One issue Americans (or broadly speaking - all human beings) should all agree on is the gruesome Orwellian implications on human civilization from the business of privately owned for-profit prisons.
Our criminal justice system is based arguably on fair and just laws with an equally fair and just judicial process. If a member of society is found to be guilty of an offense, then society as a whole should find a fair and just way to ensure this member of society 1) understands the harm committed to society, 2) rehabilitates to health, and 3) integrates back into society with the goal of avoiding a repeated offense.
The business of private for-profit prisons adds no value to that process.

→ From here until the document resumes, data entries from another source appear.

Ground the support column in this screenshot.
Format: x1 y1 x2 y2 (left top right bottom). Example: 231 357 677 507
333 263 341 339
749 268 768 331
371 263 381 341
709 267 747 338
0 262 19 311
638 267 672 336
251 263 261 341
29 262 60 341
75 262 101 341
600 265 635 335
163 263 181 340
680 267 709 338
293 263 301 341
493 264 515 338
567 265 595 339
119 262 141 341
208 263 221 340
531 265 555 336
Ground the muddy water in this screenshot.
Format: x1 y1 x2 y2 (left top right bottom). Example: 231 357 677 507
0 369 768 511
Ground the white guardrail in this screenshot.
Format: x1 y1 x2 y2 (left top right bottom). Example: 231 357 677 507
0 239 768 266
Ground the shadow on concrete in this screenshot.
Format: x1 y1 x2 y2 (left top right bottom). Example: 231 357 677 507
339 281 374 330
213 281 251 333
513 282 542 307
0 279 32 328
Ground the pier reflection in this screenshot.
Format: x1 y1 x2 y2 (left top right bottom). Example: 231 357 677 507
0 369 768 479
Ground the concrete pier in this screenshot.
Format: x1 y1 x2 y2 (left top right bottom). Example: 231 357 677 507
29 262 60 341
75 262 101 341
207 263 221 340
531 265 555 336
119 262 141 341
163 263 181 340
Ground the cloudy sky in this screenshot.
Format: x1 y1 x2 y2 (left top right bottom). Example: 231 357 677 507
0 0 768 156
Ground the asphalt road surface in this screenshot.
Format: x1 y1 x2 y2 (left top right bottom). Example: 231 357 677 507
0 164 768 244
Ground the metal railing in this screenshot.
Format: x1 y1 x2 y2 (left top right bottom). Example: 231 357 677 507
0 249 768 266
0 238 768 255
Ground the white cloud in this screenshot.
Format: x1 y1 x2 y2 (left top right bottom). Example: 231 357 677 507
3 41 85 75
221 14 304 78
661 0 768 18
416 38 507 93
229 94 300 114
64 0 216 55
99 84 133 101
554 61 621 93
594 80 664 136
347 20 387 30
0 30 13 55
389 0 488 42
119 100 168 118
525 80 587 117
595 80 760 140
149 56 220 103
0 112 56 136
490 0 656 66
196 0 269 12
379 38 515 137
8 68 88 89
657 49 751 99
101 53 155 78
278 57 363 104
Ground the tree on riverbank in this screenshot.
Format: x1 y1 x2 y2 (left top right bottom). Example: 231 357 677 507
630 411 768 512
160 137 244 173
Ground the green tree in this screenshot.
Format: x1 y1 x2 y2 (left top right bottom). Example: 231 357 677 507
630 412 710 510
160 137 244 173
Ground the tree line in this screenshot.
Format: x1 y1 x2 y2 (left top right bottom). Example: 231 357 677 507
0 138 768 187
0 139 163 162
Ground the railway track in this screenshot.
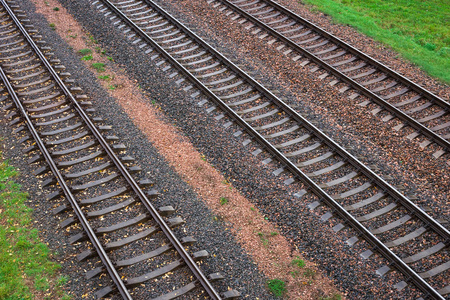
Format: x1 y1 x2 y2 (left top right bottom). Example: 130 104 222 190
208 0 450 158
0 0 239 300
91 0 450 299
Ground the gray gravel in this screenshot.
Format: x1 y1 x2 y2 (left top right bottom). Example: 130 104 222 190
1 1 273 299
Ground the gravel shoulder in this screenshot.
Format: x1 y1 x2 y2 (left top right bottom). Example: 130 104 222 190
2 0 450 299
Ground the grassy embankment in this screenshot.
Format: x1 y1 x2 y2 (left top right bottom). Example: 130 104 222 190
0 158 70 300
301 0 450 84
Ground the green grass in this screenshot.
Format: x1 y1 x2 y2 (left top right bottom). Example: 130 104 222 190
0 161 68 300
291 256 305 268
98 75 112 81
81 55 94 61
267 279 286 297
319 294 342 300
220 197 228 205
303 0 450 83
92 63 105 72
78 48 92 55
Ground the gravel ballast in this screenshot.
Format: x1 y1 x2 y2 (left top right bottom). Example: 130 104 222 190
1 1 280 299
2 0 449 299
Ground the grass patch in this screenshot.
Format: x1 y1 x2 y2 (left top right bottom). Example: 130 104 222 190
98 75 111 81
319 294 342 300
291 256 305 268
78 48 92 55
267 279 286 297
81 55 94 61
92 63 105 72
303 0 450 83
220 197 228 205
0 161 68 299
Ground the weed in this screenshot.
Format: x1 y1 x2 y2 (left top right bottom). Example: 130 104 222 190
258 232 269 247
78 48 92 55
319 293 342 300
220 197 228 205
56 275 69 286
267 279 286 297
98 75 111 81
92 63 105 72
291 256 305 268
303 268 316 279
88 35 98 44
81 55 93 61
290 270 300 278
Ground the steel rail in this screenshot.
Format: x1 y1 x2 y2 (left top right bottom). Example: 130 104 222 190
100 0 450 299
140 0 450 242
0 0 221 299
0 4 132 300
209 0 450 152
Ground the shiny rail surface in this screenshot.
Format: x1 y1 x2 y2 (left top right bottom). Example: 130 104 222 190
0 0 239 300
91 0 450 299
208 0 450 157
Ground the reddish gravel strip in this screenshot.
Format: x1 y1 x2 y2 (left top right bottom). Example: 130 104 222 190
29 0 338 299
152 0 450 221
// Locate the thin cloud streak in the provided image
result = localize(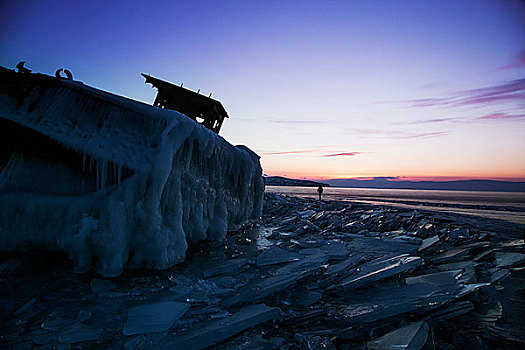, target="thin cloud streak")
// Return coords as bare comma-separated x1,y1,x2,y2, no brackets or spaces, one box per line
498,50,525,70
350,128,449,139
398,117,464,125
262,149,318,156
270,119,326,125
409,79,525,108
476,113,525,120
322,152,363,157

The essential commodity in operating a private prison is living human beings. Without people to fill the prison cells, the business would have no means to operate and struggle to earn a profit due to a lack of commodity. Therefore, in order for the shareholders of private for-profit prisons to receive a "return" on their investment, the board of directors of these private prisons have a corporate fiduciary duty to ensure that the prison cells are filled at all times.
As such, it is in the interest of these privately owned prisons to "create" and incarcerate more prisoners from society. The idea of rehabilitating the prisoners to "normal" or the goal of avoiding repeat offenders are of little concern for private prisons' business interests. It is often found through audits personally overseen by Florida state Rep. David Richardson, drastic cuts and reduction in basic prison services, necessities and programs are carried out in these for-profit prisons.
In Florida, there are 7 such privately owned for-profit prisons which house about 10 percent of the 98,000 prisoners. According to an article reported by the SunSentinel (2/14/2018), "The Corporations seeking private prison contracts are politically powerful and well connected. They spend millions of dollars in Florida on lobbying teams and campaign contributions." A new report from the non-profit organization Sentencing Project revealed just how quickly private for-profit prisons have come to control America's prison system. Between 2000 and 2016, Florida's number of privately imprisoned inmates escalated from 3,912 in 2000 to 12,176 in 2016 - a jump of 211 percent.
Americans need to be aware that creating and supporting private for-profit prisons is a terrifying glimpse into an Orwellian future, that strips away our ability to treat each other with dignity and respect.